Postgresql – Adding nullable column to table costs more than 10 minutes

alter-tabledatabase-designpostgresqlpostgresql-9.1

I have problems to add a new column on a table.
I tried to run it a couple of times, but after more than 10 minutes running, I decided to cancel the query because of lock time.

ALTER TABLE mytable ADD mycolumn VARCHAR(50);

Useful information:

PostgreSQL version: 9.1
Number of rows: ~ 250K
Number of columns: 38
Number of nullable columns: 32
Number of constraints: 5 (1 PK, 3 FK, 1 UNIQUE)
Number of indexes: 1
OS type: Debian Squeeze 64

I found interesting information about the way PostgreSQL manages nullable columns (via HeapTupleHeader).
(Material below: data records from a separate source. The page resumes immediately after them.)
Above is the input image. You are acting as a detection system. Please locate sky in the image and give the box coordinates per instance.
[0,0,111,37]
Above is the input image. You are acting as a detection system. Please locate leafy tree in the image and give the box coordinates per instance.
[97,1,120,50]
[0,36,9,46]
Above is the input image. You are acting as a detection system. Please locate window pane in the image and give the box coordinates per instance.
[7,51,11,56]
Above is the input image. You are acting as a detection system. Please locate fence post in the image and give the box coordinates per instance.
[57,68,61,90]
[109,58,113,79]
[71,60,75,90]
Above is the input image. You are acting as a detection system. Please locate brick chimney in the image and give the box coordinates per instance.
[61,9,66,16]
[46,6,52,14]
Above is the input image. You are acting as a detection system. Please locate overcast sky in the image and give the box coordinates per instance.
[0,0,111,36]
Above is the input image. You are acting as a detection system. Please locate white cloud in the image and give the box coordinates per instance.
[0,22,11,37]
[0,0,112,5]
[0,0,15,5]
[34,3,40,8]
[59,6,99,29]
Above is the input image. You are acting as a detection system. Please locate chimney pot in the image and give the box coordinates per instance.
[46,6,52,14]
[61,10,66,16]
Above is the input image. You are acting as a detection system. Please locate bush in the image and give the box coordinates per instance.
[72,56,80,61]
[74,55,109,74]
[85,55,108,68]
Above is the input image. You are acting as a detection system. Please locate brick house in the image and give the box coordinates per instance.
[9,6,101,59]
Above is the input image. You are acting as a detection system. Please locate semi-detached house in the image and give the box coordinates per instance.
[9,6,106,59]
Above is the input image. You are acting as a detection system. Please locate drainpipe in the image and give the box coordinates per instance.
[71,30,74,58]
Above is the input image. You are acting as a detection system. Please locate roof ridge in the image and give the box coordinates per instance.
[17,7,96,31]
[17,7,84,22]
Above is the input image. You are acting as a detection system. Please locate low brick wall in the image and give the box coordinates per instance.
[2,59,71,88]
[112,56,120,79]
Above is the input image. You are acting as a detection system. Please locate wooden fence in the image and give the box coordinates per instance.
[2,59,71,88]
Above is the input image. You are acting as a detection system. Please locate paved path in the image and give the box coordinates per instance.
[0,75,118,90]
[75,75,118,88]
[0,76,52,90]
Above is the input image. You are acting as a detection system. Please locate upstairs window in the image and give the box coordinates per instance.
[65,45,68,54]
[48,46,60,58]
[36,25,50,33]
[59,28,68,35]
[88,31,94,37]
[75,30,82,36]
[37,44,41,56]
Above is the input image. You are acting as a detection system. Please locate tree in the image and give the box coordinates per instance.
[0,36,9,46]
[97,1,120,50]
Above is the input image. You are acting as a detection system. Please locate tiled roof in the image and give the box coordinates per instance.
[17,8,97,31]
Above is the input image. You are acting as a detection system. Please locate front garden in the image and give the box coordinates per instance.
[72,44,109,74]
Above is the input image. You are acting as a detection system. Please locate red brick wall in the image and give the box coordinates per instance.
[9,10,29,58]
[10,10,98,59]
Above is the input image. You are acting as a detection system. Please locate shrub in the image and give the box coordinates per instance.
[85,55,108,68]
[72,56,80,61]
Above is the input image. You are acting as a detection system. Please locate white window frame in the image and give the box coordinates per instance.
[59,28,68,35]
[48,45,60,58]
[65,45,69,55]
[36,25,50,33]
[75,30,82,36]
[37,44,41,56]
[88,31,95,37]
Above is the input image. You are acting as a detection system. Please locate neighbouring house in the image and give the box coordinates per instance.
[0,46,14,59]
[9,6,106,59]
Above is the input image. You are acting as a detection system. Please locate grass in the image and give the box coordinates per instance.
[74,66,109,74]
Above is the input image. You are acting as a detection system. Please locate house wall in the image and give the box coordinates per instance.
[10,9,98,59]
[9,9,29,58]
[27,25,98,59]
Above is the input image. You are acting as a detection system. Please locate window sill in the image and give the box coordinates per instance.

My first guess is that because this table already has 32 nullable columns with 8-bits MAXALIGN, HeapTupleHeader is 4 Bytes length (not verified, and I don't know how to do so).

So adding a new nullable column could need an update of HeapTupleHeader on every row to add a new 8-bits MAXALIGN, which could cause performance issues.

So I tried to alter one of the nullable columns (which is not really nullable in reality) in order to decrease to 31 the number of nullable columns, to check if my guess could be true.

ALTER TABLE mytable ALTER myothercolumn SET NOT NULL;

Unfortunately, this alter also takes very long time, more than 5 minutes, so I also aborted it.

Do you have an idea of what could cause this performance cost?

Best Answer

There are a couple of misunderstandings here:

The null bitmap is not part of the heap tuple header. Per documentation:

There is a fixed-size header (occupying 23 bytes on most machines), followed by an optional null bitmap ...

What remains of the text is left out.